Nas décadas passadas, os estudos de drenagem urbana eram focados nas avaliações técnicas de métodos de proteção de cheias. Porém, devido à expansão e intensificação

do uso do solo, do crescimento dos prejuízos potenciais em planícies de inundação e do crescimento dos conflitos entre o uso econômico do solo e as políticas de proteção de cheias, os aspectos sócio-econômicos passaram a fazer parte das avaliações de cheias (SCHANZE, 2002 apud MESSNER & MEYER, 2005). Nesse contexto, surgem os métodos de gerenciamento de risco de cheias e as metodologias de análise de risco, que em resumo mostram as áreas que podem sofrer maiores prejuízos devido a enchentes.

A vulnerabilidade é o potencial de prejuízos socio-econômicos e ambientais de uma região, para um evento de cheia (CUTTER, 1996; MITCHELL, 1989). Quanto maior a exposição de uma região a cheias e quanto maior a quantidade de prejuízos possíveis e de ativos expostos, maior a vulnerabilidade dessa região.
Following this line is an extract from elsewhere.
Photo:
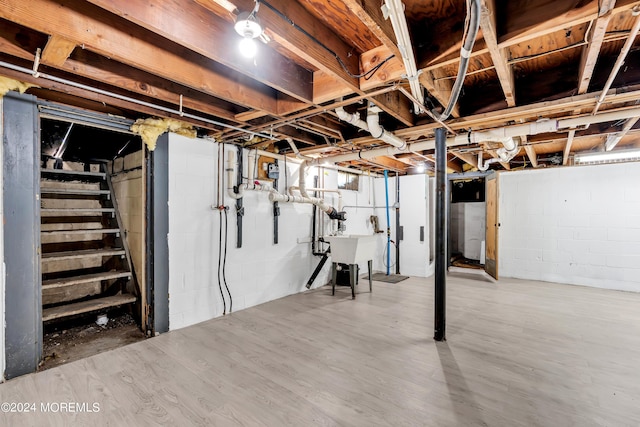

A vulnerabilidade é expressa, geralmente, através de elementos em risco, de indicadores de exposição e de indicadores de suscetibilidade (MESSNER & MEYER, 2005), conforme mostra a Figura 3.3.

Figura 3.2: Exemplo de curva de probabilidade x prejuízo.

Figura 3.3: Tipos e construção de indicadores de vulnerabilidade.

Fonte: Adaptado de MESSNER & MEYER., 2005.

Os elementos em risco são o grupo de ativos que podem ser prejudicados com a cheia. Eles podem ser sociais, econômicos e ecológicos. Os principais são pessoas, domicílios, firmas, produção econômica, prédios públicos e privados, infraestrutura pública, patrimônio cultural, espécies ecológicas e paisagens. Eles podem ser quantificados monetariamente ou não-monetariamente, constituindo o chamado potencial de prejuízos.

Os indicadores de exposição são aqueles relacionados à exposição e às características da cheia. Os itens que compõem esse indicador podem ser vistos na Figura 3.3.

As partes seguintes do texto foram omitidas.